When Lindsay lifted his gaze and their eyes finally met, Drew felt the familiar once-twice gut-punch of connection between them—first his own reaction and then, as Lindsay’s scent reached him, Lindsay’s reaction, almost as real to him as his own, the two threads of emotion weaving together in inextricable ways. Yearning tinged with bitterness, desire overlaid with resentment—Drew couldn’t have unpicked the tangled strands of emotion if he’d tried.
Lindsay’s dark eyes were hard as obsidian behind his mask. Deliberately, keeping his eyes on Drew’s, he lowered his head and set his mouth on Pierrot’s. The boy met his kiss eagerly, head tipping back and arms winding round Lindsay’s neck. The red hat tumbled to the floor.
The pain that knifed through Drew at that sight reminded him of the night of his turning. That moment when Duncan’s servant had run him throug
h with his sword. Not only the pain, but the shock of it. Shock at the deliberate destructiveness of it.
Drew wanted to turn on his heel and stride away, but he forced himself to be silent, to watch. He knew it was ridiculous—and worse, hypocritical—to mind Lindsay kissing someone else when he had himself rejected Lindsay repeatedly. But there was something about this, the deliberate cruelty of it, that made him feel betrayed somehow.
At length, Lindsay lifted his head. His mouth was damp and swollen, eyes glittering behind the mask. The boy made a noise of protest, reaching for Lindsay again, but Lindsay ignored him, instead feigning, for the benefit of his companions presumably, to have noticed Drew for the first time.
“Well now,” he said, his voice slightly raised to address both his friends and Drew. “Who do we have here? Is it the Doctor?”
The group paused in their conversations, all turning to observe Drew with mild interest, chuckling at Lindsay’s sarcastic words.

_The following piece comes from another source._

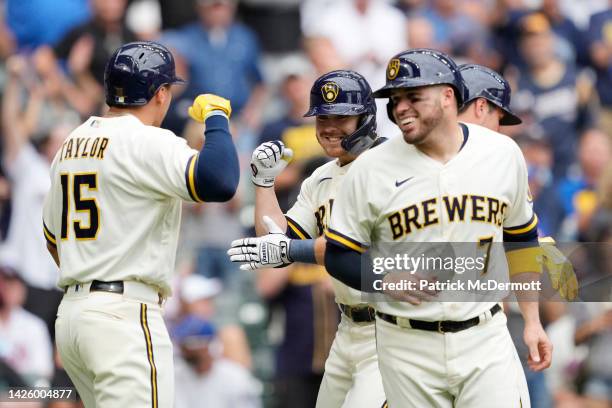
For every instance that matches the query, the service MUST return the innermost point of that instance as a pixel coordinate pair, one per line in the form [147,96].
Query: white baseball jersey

There were seven of them, Drew noted, and now that he saw them properly, he realised that, like Lindsay, they were all dressed as commedia dell’arte characters. A dainty Columbine and a proud Signora vied for the attention of a Capitano on the sofa while a slavish Pulcinella knelt at the feet of a Scaramouche.
And Drew had not been left out. He’d been cast as the black-garbed Doctor by Lindsay. A boring tedious buffoon of a character who spent his time keeping the lovers apart. Well, he was about to separate Lindsay and his Pierrot, so that seemed to fit.
“Good evening, Harlequin,” he replied politely. He did not use Lindsay’s name, unsure what moniker Lindsay was going by with these people. Nor would he use Marguerite’s name, though Lindsay would know of whom he was speaking. “I’m sorry to interrupt you but our… mistress requests your presence.”
Lindsay’s gaze did not flicker. “Very well, I will call upon her on my way home. Is that all, Doctor?”
Drew said calmly, “I’m afraid she wants you now.”
Lindsay was silent for a moment. Then, without taking his eyes off Drew, he tapped the Pierrot’s shoulder, signalling to the young man to make himself scarce. The boy shot Drew a look of pure dislike and slithered off Lindsay’s lap.